A graph has n vertices with degrees 1, 2, 3, …, n. Prove that \(n \equiv 0(\bmod 4)\) or \(n \equiv 3(\bmod 4)\).

Let G be a simple graph with n vertices, \(n \geqslant 2\). Prove, by contradiction, that at least two of the vertices of G must have the same degree.

as each edge contributes 1 to each of the vertices that it is incident with, each edge will contribute 2 to the sum of the degrees of all the vertices     (R1)

so \(2e = \sum {{\text{degrees}}} \)     (A1)

\(2e = \frac{{n(n + 1)}}{2}\)     A1

\(4|n(n + 1)\)     A1

n and n + 1 are coprime     R1

Note: Accept equivalent reasoning e.g. only one of n and n + 1 can be even.

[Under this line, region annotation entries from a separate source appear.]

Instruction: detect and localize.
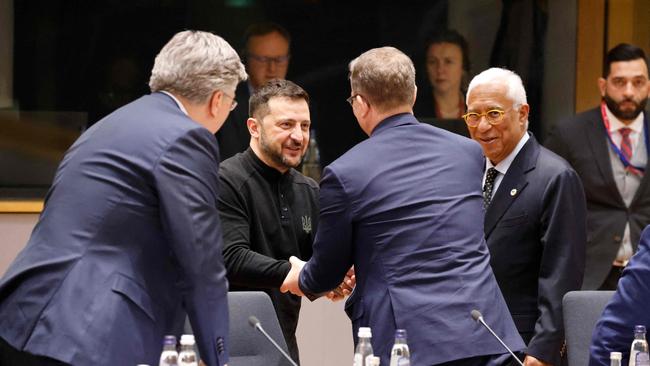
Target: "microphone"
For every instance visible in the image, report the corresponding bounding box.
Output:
[248,315,298,366]
[472,309,524,366]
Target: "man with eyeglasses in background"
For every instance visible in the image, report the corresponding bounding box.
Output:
[546,43,650,290]
[463,68,586,366]
[217,22,291,161]
[280,47,524,366]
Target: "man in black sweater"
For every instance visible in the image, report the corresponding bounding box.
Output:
[219,79,319,361]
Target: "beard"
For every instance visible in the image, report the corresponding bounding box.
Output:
[603,94,648,121]
[260,129,306,169]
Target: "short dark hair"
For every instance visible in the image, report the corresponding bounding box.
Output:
[603,43,648,79]
[242,22,291,55]
[424,29,471,74]
[248,79,309,119]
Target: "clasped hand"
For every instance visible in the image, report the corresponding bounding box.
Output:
[280,256,356,301]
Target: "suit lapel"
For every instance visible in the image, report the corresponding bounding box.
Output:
[630,121,650,207]
[484,135,539,239]
[584,109,625,205]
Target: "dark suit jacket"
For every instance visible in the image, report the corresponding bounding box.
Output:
[300,114,524,365]
[216,82,251,161]
[0,93,228,366]
[485,136,587,365]
[589,226,650,366]
[546,108,650,290]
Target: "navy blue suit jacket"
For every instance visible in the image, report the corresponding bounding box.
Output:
[300,114,524,365]
[589,226,650,366]
[0,93,228,366]
[485,136,587,365]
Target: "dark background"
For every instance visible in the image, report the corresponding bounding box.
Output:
[5,0,544,193]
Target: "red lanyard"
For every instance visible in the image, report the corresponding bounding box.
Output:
[600,101,650,175]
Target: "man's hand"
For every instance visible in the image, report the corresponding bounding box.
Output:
[524,355,552,366]
[327,266,357,302]
[280,256,305,296]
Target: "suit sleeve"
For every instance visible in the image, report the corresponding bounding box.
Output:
[153,128,228,366]
[219,172,291,288]
[589,228,650,366]
[526,169,587,365]
[300,167,353,300]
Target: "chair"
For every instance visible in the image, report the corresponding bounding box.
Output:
[184,291,297,366]
[562,291,614,366]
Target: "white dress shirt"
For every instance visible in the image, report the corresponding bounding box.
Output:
[481,132,530,194]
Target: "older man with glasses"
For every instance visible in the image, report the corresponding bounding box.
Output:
[217,22,291,161]
[463,68,586,366]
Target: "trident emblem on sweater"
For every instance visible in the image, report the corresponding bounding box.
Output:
[300,216,311,233]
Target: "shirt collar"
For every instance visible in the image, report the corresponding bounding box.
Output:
[160,90,189,116]
[485,131,530,175]
[605,105,645,133]
[244,147,291,181]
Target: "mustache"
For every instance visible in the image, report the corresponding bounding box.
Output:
[284,140,304,149]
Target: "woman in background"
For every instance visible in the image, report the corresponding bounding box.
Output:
[414,29,470,136]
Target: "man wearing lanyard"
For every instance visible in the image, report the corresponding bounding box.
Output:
[546,43,650,290]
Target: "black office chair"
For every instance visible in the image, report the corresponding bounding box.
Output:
[562,291,614,366]
[184,291,298,366]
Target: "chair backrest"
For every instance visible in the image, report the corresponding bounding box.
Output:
[228,291,297,366]
[184,291,297,366]
[562,291,614,366]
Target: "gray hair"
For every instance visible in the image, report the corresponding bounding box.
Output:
[465,67,528,108]
[149,30,247,103]
[349,47,415,111]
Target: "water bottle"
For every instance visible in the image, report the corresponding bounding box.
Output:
[629,325,650,366]
[366,356,381,366]
[354,327,374,366]
[390,329,411,366]
[301,130,321,182]
[178,334,199,366]
[158,335,178,366]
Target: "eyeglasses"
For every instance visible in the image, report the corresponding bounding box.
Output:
[345,94,360,106]
[463,109,510,127]
[610,77,648,89]
[221,90,237,112]
[345,94,368,107]
[248,53,291,65]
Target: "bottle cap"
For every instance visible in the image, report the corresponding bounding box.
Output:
[181,334,194,346]
[357,327,372,338]
[395,329,406,338]
[366,356,381,366]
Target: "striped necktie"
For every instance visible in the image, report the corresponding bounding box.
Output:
[483,167,499,209]
[618,127,632,162]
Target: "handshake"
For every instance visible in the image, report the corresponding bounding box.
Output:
[280,256,357,301]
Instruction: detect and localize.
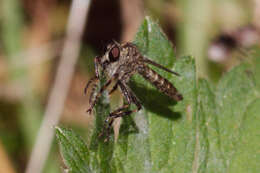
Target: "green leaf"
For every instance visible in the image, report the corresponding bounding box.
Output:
[56,127,92,173]
[55,17,260,173]
[228,98,260,173]
[216,64,255,167]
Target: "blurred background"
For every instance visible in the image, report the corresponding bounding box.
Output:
[0,0,260,173]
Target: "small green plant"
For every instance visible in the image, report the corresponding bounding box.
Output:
[56,17,260,173]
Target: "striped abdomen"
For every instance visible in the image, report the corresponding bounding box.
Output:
[138,66,182,101]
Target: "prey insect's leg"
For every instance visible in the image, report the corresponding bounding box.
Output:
[99,104,129,137]
[118,81,142,110]
[84,76,98,95]
[108,83,118,95]
[87,75,117,113]
[89,82,98,105]
[100,81,142,140]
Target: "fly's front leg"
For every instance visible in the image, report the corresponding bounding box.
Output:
[84,56,99,95]
[84,76,99,95]
[100,81,142,139]
[108,83,118,95]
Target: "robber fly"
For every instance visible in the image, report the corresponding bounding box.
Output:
[84,42,183,136]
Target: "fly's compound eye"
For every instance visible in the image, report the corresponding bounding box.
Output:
[109,46,120,62]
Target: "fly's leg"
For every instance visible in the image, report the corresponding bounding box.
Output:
[87,75,117,113]
[84,56,99,95]
[89,82,98,105]
[100,81,142,140]
[108,83,118,95]
[84,76,98,95]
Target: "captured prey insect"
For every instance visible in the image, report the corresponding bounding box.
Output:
[84,42,183,137]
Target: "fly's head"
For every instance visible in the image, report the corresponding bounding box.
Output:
[98,43,122,76]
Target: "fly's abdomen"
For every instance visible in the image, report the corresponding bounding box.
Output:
[138,66,183,101]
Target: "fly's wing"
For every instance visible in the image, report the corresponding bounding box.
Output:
[138,65,183,101]
[142,57,180,76]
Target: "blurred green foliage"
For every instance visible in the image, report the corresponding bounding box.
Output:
[56,17,260,173]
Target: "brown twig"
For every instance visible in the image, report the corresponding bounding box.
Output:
[26,0,90,173]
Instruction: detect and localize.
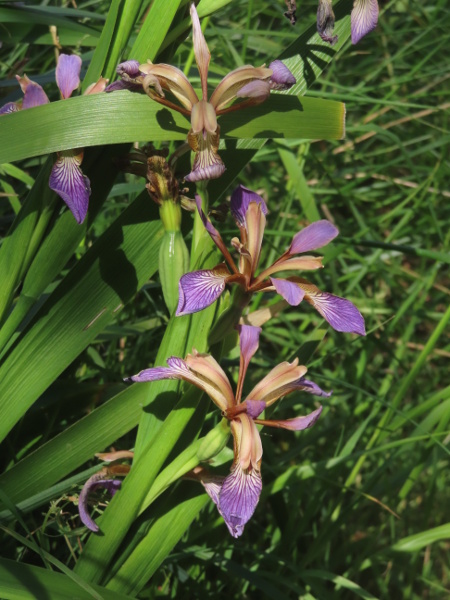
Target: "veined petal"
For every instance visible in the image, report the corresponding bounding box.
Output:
[116,59,141,77]
[139,63,198,110]
[0,102,20,115]
[351,0,379,44]
[317,0,338,46]
[55,54,81,100]
[16,75,50,110]
[236,325,262,403]
[219,415,262,537]
[270,277,305,306]
[186,350,235,411]
[269,60,297,90]
[299,283,366,335]
[185,126,225,181]
[230,185,267,227]
[191,4,211,100]
[246,359,307,406]
[78,473,122,532]
[236,79,270,103]
[256,406,322,431]
[209,65,273,112]
[84,77,109,96]
[245,202,266,276]
[48,150,91,224]
[124,353,234,411]
[176,263,230,317]
[288,219,339,254]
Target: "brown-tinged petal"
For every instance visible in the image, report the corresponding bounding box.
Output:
[246,359,307,406]
[139,63,198,110]
[191,4,211,100]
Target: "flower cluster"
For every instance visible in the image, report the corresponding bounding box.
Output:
[317,0,379,46]
[74,0,365,538]
[0,54,107,223]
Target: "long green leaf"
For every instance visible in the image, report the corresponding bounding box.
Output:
[0,90,345,163]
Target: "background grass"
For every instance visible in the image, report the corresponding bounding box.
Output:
[0,0,450,600]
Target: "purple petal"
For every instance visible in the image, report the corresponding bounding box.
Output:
[269,60,297,90]
[270,277,305,306]
[245,400,266,419]
[176,265,230,317]
[16,75,50,110]
[264,406,322,431]
[124,356,190,383]
[305,292,366,335]
[78,473,122,532]
[0,102,20,115]
[55,54,81,99]
[236,79,270,102]
[299,377,333,398]
[116,60,141,77]
[48,150,91,224]
[288,219,339,254]
[317,0,338,46]
[219,464,262,538]
[230,185,267,227]
[351,0,379,44]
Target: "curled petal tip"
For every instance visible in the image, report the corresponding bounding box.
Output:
[49,150,91,224]
[78,473,122,533]
[269,60,297,90]
[351,0,379,44]
[317,0,338,46]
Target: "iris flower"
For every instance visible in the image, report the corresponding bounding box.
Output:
[0,54,107,223]
[317,0,379,46]
[128,325,330,537]
[176,185,365,335]
[106,4,295,181]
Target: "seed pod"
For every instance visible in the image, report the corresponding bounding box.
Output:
[159,231,189,314]
[197,419,230,461]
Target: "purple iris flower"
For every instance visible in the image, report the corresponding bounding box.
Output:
[176,185,365,335]
[317,0,379,46]
[0,54,107,223]
[127,325,330,537]
[106,4,296,181]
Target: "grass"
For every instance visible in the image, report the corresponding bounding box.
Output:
[0,0,450,600]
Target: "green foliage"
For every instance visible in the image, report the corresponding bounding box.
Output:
[0,0,450,600]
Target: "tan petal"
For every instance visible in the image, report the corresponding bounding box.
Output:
[139,63,198,110]
[191,4,211,100]
[257,256,323,281]
[209,65,272,112]
[246,358,307,406]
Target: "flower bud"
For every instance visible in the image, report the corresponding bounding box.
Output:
[159,229,189,314]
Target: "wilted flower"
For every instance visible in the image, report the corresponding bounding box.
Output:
[106,4,295,181]
[127,325,330,537]
[317,0,379,46]
[78,450,133,532]
[177,185,365,335]
[0,54,107,223]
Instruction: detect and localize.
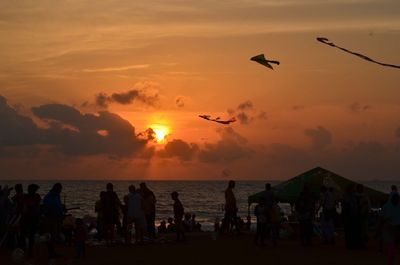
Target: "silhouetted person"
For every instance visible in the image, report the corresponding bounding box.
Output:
[342,184,360,249]
[389,185,399,201]
[140,182,156,239]
[167,217,176,233]
[157,221,167,234]
[0,185,12,238]
[254,200,267,246]
[171,191,185,241]
[223,180,240,233]
[320,186,336,244]
[43,183,65,258]
[382,194,400,265]
[263,183,275,236]
[269,201,282,247]
[11,184,24,215]
[190,214,201,232]
[356,184,371,247]
[11,184,26,249]
[102,183,121,244]
[74,218,87,258]
[21,184,41,257]
[128,185,146,244]
[296,184,316,246]
[94,191,106,240]
[121,194,132,244]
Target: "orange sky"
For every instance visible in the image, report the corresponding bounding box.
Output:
[0,0,400,179]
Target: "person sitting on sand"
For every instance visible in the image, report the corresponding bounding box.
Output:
[171,191,186,241]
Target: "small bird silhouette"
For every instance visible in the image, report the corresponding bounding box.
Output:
[250,54,280,70]
[199,115,236,124]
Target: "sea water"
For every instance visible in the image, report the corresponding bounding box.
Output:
[0,180,400,230]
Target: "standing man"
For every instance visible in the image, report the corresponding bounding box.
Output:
[140,182,156,239]
[43,183,65,258]
[224,180,239,233]
[171,191,185,241]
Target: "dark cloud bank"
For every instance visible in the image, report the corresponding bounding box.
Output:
[0,96,147,158]
[0,96,400,179]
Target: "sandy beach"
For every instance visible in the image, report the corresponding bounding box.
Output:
[0,232,385,265]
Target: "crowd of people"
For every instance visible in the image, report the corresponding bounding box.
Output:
[0,180,400,264]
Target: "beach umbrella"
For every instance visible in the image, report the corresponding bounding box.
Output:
[248,167,389,206]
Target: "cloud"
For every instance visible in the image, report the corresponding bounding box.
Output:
[0,96,41,147]
[32,104,147,158]
[0,96,149,159]
[175,96,190,108]
[95,82,159,108]
[348,102,372,113]
[304,126,332,150]
[82,64,150,73]
[199,127,253,163]
[350,141,385,155]
[237,100,254,111]
[292,105,305,111]
[394,127,400,138]
[158,139,199,161]
[227,100,267,125]
[96,89,159,108]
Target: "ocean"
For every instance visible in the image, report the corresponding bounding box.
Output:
[0,180,394,230]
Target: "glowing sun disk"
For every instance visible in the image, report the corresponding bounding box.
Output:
[150,124,169,143]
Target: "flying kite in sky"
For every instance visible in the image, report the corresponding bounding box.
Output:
[317,37,400,68]
[199,115,236,124]
[250,54,279,70]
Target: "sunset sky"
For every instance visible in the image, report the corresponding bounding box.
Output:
[0,0,400,180]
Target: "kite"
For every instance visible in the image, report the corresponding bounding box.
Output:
[199,115,236,124]
[250,54,279,70]
[317,37,400,68]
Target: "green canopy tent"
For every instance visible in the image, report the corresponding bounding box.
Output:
[248,167,389,206]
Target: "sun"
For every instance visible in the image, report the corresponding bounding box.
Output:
[150,124,169,143]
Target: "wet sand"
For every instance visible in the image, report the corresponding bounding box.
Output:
[0,233,385,265]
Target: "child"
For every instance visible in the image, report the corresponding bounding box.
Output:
[171,191,185,241]
[74,218,87,258]
[254,200,267,246]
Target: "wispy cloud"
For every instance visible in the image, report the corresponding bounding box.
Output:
[82,64,150,73]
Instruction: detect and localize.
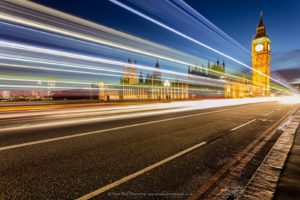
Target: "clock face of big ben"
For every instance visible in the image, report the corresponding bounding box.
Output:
[255,44,264,52]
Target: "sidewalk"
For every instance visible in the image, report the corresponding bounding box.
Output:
[274,119,300,200]
[238,107,300,200]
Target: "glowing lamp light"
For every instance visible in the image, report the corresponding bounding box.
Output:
[164,80,171,88]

\(4|n{\text{ or }}4|n + 1\)     A1

\(n \equiv 0(\bmod 4){\text{ or }}n \equiv 3(\bmod 4)\)     AG

[6 marks]

since G is simple, the highest degree that a vertex can have is n – 1     R1

the degrees of the vertices must belong to the set \(S = \{ 0,{\text{ }}1,{\text{ }}2,{\text{ }} \ldots ,{\text{ }}n - 1\} \)     A1

proof by contradiction

if no two vertices have the same degree, all n vertices must have different degrees     R1

as there are only n different degrees in set S, the degrees must be precisely the n numbers 0, 1, 2, ..., n – 1     R1

let the vertex with degree 0 be A, then A is not adjacent to any of the other vertices     R1

let the vertex with degree n – 1 be B, then B is adjacent to all of the other vertices including A     R1R1

this is our desired contradiction, so there must be two vertices of the same degree     R1

[8 marks]

Only the top candidates were able to produce logically, well thought-out proofs.

Only the top candidates were able to produce logically, well thought-out proofs.